Od razu trzeba przypomnieć, że nie jest to oczywiście pierwsza edycja tych przygód. Ten najdłuższy polski komiks – jak określa go wydawca – pierwotnie ukazywał się na łamach „Wieczoru Wybrzeża”. Czytelnicy gazety czytali paski z przygodami Kajtka i Koka od 29 kwietnia 1968 roku do 31 lipca roku 1972. Na kosmiczną opowieść złożyło się tysiąc dwieście siedemdziesiąt pasków! Jednak już po zakończeniu publikacji Janusz Christa nieustannie modyfikował swoje dzieło – skracał, zmieniał teksty, a nawet przerysowywał niektóre kadry i całe paski, dostosowując je do kolejnych, mniej lub bardziej udanych edycji. W rezultacie później funkcjonowało kilka różnych wydań albumowych oraz przedruków w innych gazetach (np. w łódzkim „Expressie Ilustrowanym”).
Dopiero w 2012 roku (czyli mniej więcej w czasie blamażu polskiej reprezentacji piłkarskiej na polsko-ukraińskim Euro) ukazało się pełne wydanie całości, bazujące na oryginalnej wersji gazetowej. Licząca sobie 672 strony cegła została wydana w wersji czarno-białej i zawierała ciekawe dodatki. Warto dodać, że było to trzecie wydanie tego zbioru – tym razem zawierające, według deklaracji wydawcy, wszystkie paski, jakie zostały wydrukowane w „Wieczorze Wybrzeża”. Natomiast dziś, w roku 2018 (czyli podczas blamażu polskiej reprezentacji piłkarskiej na Mundialu w Rosji), ukazuje się wydanie kolorowe, również bazujące chyba na gazetowym oryginale. Jedyną różnicę (oczywiście poza kolorami) stanowi nieco inny układ kolejnych rozdziałów.

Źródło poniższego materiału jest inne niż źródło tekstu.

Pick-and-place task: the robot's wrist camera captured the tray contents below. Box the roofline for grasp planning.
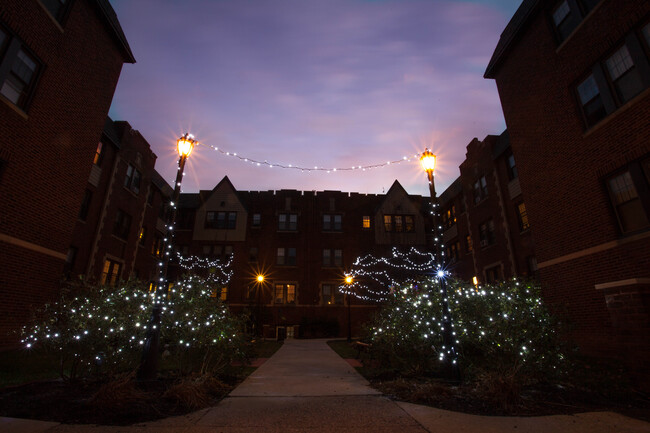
[483,0,540,79]
[93,0,135,63]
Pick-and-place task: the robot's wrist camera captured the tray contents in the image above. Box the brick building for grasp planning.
[0,0,135,347]
[68,118,172,284]
[440,131,537,282]
[485,0,650,387]
[176,177,430,338]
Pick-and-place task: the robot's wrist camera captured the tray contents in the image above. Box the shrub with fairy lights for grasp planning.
[369,279,567,380]
[22,281,152,379]
[22,253,246,379]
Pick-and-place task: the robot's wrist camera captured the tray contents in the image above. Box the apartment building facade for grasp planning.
[0,0,135,348]
[68,118,172,285]
[440,131,537,283]
[176,177,431,338]
[485,0,650,387]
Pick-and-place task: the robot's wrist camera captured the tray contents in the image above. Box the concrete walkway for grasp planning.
[0,340,650,433]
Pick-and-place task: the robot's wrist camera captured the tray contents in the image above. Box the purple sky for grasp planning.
[110,0,521,195]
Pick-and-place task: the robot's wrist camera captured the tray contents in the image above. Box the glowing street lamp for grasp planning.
[420,149,460,380]
[138,133,197,380]
[344,275,354,343]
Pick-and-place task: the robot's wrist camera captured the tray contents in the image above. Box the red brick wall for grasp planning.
[0,0,130,346]
[495,0,650,382]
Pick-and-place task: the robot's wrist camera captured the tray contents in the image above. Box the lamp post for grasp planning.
[138,133,196,380]
[420,149,460,380]
[345,275,354,343]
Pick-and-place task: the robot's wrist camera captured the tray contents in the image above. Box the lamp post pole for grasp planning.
[345,275,354,343]
[420,149,460,381]
[138,134,196,380]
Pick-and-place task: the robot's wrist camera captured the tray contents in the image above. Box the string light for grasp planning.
[197,139,420,173]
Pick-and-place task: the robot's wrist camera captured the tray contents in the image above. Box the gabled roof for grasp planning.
[94,0,135,63]
[483,0,540,78]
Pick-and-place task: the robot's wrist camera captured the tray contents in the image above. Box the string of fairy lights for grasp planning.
[197,143,420,173]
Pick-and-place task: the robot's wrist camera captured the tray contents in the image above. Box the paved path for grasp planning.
[0,340,650,433]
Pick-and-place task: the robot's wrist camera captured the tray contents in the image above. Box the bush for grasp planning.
[22,276,247,379]
[362,279,569,389]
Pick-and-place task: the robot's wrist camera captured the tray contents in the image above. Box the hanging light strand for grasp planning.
[197,143,420,173]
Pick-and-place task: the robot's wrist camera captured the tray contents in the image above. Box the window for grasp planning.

Tym razem całość została podzielona bowiem na siedem tomów liczących po 96 stron, a każdy z nich, jak można wnioskować na podstawie pierwszej części, będzie składał się z dwóch albumów. Oczywiście daty tych publikacji nie są przypadkowe – i nie chodzi tu bynajmniej o zgubny wpływ komiksów o Kajtku i Koku na polskich piłkarzy. Rok 2012 wyznaczał okrągłą, czterdziestą, rocznicę zakończenia publikacji tej serii na łamach gazety, natomiast rok 2018 przynosi pięćdziesiątą rocznicę rozpoczęcia jej publikacji. Krótko mówiąc, paski zebrane w wydanym właśnie tomie liczą sobie pół wieku!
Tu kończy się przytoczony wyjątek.